Not to speak about _really_ nasty influenza (Hispanic, anyone) pandemics being things of the past. Yeah, fight the establishment, vaccinations historically proved to be totally useless.

I know some people are earning sick amount of money on that right now, but seriously - that's mighty annoying that some people apparently would like to eradicate the achievements like these above on basis of fuck knows what. I know science has dirty hands, but it's still more credible than a bunch of keyboard warriors spreading the conspiracy bollocks.

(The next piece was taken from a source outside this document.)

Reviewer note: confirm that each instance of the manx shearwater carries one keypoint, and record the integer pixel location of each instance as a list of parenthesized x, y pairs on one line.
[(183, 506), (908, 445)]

You beat me to it BrunoN. People forget how shitty life was in the past before antibiotics and vaccines. I remember as a small child seeing elderly people who walked with the aid of sticks or leg braces on badly deformed legs as a result of having had polio in their childhood. Also my granny's sister and some of her uncles died in one of the pandemics of the early twentieth century.

Now I get a bit angry when I hear a few people proudly proclaim that they won't get their children vaccinated against the likes of rubella. So then their child contracts that, they unwittingly infect some pregnant woman who then gives birth to a handicapped baby. It's needless.

As far as I remember from school science a vaccine is, usually, just a little bit of the dead virus being introduced to the body so your immune system learns about it in a safe way. That doesn't sound like a conspiracy to me, it sounds like common sense. Sure it is packaged in some preservatives and whatnot but considering the chemical soup we surround ourselves with daily in plastics, fire retardants, perfumes and food colourings/flavourings it doesn't seem much of a risk in the grand scheme of things now does it.